Erhöhter Blutdruck.
Hoher Blutdruck ist ein wichtiger Risikofaktor für Herzerkrankungenn und den Schlaganfall. Von Bluthochdruck spricht der Arzt, wenn bei einem Patienten mehrfach einen Druck gemessen wird, der höher ist als 140/90 mmHg ist. Einen optimalen Blutdruck gibt es nicht. Erstrebenswert sind jedoch Werte unter 120/80 mmHg. Grundsätzlich ist ein erhöhter Bluthochdruck ist ein Risikofaktor für Arterienverkalkung. Daher ist es wichtig, regelmäßig seinen Blutdruck überprüfen zu lassen. Dann bleiben erhöhte Werte nicht lange unentdeckt.
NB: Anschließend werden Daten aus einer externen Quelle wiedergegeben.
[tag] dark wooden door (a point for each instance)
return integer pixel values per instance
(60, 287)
Erhöhter Cholesterinspiegel.
Ein zu hoher Cholesterinspiegel im Blut ist ein Risikofaktor für Herzinfarkte. Der Zusammenhang zwischen zu hohen Blutfetten und einem Schlaganfall ist nicht ganz so eindeutig.
Das Cholesterin im Blut besteht aus verschiedenen Untergruppen. Die wichtigsten sind das so genannte LDL-Cholesterin und das HDL-Cholesterin. Ihre Höhe hängt einerseits von der Ernährung ab, andererseits davon, wie viel der Köeper selbst bildet.
Erhöhter Blutzucker.
Auch ein zu hoher Blutzucker schädigt die Blutgefäße. Ein erhöhter Blutzuckerspiegel ist ein Risikofaktor für Arteriosklerose und damit für einen Herzinfarkt und Schlaganfall. Daher ist es wichtig, regelmäßig seinen Blutzucker kontrollieren zu lassen. Zeigen sich bei der Untersuchung zu hohe Werte, sollte der Betroffene mit seinem Arzt zusammen überlegen, wie er diese senken kann. Es gibt neben der Beeinflussung durch die Ernöährung wirksame medizinische Behandlungsmöglichkeiten.
Rauchen.
Wer regelmäßig zur Zigarette greift, steigert sein Arteriosklerose-, Herzinfarkt- und Schlaganfallrisiko.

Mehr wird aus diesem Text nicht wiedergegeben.